Although Splunk offers a version of its application for free, this version is limited. The principal benefit of the paid-for version is that it allows the indexing of more than 500MB of data per day, but it also offers additional features (some of which have been discussed above) such as monitoring and alerting on real time events, authentication and role-based access controls, integration with single sign on (SSO) solutions and the ability to search across distributed Splunk deployments. The cheapest license, for 500Mb of indexed data per day, costs around $8000, with licenses for greater volumes of indexed data getting progressively costlier.
This pricing model aims to take advantage of the fact that most companies are generating ever-increasing volumes of data: research house IDC projects that the volume of digital data stored on systems around the world is set to grow by 45% annually from 1.8 trillion gigabytes in 2011 to 7.9 trillion gigabytes by 2015. It also projects that the market for technology like Splunk’s and for services that handle these huge volumes of data will grow by 40% a year to $16.9 billion over the next three years.
Cheap and Easy IT Management
Julie Craig, an analyst at research house Enterprise Management Associates, says that two important selling points for Splunk are that the product is relatively cheap, and that it is easy to get up and running. “Products like Tivoli and Compuware can certainly correlate information from multiple sources, but it’s certainly not trivial to deploy these products in mid-sized companies, and not everyone has the resources to that. By contrast Splunk is fairly inexpensive and easy to deploy,” she says.
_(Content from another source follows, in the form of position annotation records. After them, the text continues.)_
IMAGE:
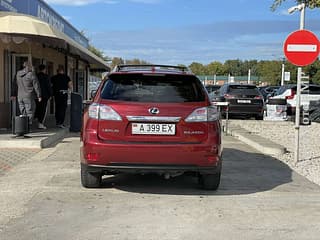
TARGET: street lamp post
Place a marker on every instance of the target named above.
(301, 7)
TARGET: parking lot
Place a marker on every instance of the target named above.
(43, 198)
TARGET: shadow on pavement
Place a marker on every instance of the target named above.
(242, 173)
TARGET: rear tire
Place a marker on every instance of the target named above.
(89, 179)
(210, 181)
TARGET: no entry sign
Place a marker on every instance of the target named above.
(301, 48)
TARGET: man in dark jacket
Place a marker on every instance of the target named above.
(46, 93)
(61, 83)
(24, 86)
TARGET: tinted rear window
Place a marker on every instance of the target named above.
(153, 88)
(243, 90)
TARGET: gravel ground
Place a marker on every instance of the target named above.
(283, 133)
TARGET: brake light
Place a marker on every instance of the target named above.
(92, 156)
(292, 94)
(103, 112)
(229, 96)
(205, 114)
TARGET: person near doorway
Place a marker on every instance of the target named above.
(25, 85)
(61, 83)
(46, 93)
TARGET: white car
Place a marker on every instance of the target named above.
(309, 92)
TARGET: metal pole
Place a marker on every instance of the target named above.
(282, 74)
(297, 123)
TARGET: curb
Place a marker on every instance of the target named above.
(261, 144)
(37, 140)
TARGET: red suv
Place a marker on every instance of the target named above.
(151, 119)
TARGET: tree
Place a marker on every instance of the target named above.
(309, 3)
(197, 68)
(216, 68)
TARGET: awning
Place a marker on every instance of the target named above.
(16, 24)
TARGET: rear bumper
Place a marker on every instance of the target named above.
(244, 109)
(150, 157)
(113, 168)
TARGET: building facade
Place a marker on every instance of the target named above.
(32, 30)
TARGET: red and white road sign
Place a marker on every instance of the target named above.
(301, 48)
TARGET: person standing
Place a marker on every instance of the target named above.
(61, 83)
(25, 85)
(46, 93)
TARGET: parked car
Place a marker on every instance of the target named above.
(212, 88)
(309, 92)
(151, 119)
(244, 100)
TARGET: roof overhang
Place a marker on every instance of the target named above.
(15, 24)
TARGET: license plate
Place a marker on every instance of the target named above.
(244, 101)
(153, 128)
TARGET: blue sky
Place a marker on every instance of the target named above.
(186, 31)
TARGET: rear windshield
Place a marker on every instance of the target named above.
(153, 88)
(243, 90)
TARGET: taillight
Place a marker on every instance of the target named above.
(292, 94)
(103, 112)
(228, 96)
(205, 114)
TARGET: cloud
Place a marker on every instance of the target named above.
(202, 43)
(79, 2)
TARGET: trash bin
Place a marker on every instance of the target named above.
(76, 112)
(276, 109)
(20, 125)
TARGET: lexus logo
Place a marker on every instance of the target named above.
(154, 110)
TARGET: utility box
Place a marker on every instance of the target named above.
(276, 110)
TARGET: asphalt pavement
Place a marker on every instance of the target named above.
(259, 198)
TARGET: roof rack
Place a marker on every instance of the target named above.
(151, 67)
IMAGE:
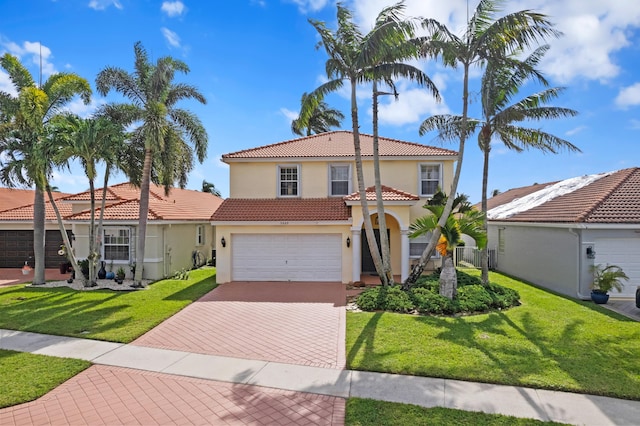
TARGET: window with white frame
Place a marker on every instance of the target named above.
(418, 244)
(430, 179)
(116, 243)
(289, 181)
(339, 179)
(200, 235)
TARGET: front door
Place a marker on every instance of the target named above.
(367, 261)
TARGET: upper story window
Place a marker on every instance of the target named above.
(200, 234)
(339, 179)
(430, 179)
(289, 181)
(117, 243)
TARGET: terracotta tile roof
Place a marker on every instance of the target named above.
(282, 210)
(388, 194)
(25, 213)
(614, 198)
(178, 205)
(339, 144)
(10, 198)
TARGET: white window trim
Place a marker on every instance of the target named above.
(131, 244)
(420, 177)
(278, 188)
(200, 235)
(350, 178)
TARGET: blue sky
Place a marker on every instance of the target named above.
(252, 59)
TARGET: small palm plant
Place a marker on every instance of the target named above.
(607, 277)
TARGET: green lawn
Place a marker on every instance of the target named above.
(549, 342)
(362, 412)
(116, 316)
(25, 377)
For the moment, it doesn’t look like Splunk is going to face much competition, she believes. “Splunk has been out there for four or five years, so I would have thought that if it was going to face competition we would have seen it already,” she says.
In terms of how Splunk is being used, Craig’s experience is that most companies are still using it within the IT department for application and infrastructure troubleshooting rather than for web analytics and business intelligence. “I thought the business intelligence side would take off far more quickly than it has, but I expect that that will become more popular in the next year or two,” she says.
Given the popularity of the product among IT staff, she concludes that the successful IPO should not have come as a surprise. “When Splunk gets in to an enterprise, it spreads like a virus. It’s like a fork or a spoon: once you have used one you can’t imagine what you did without it.”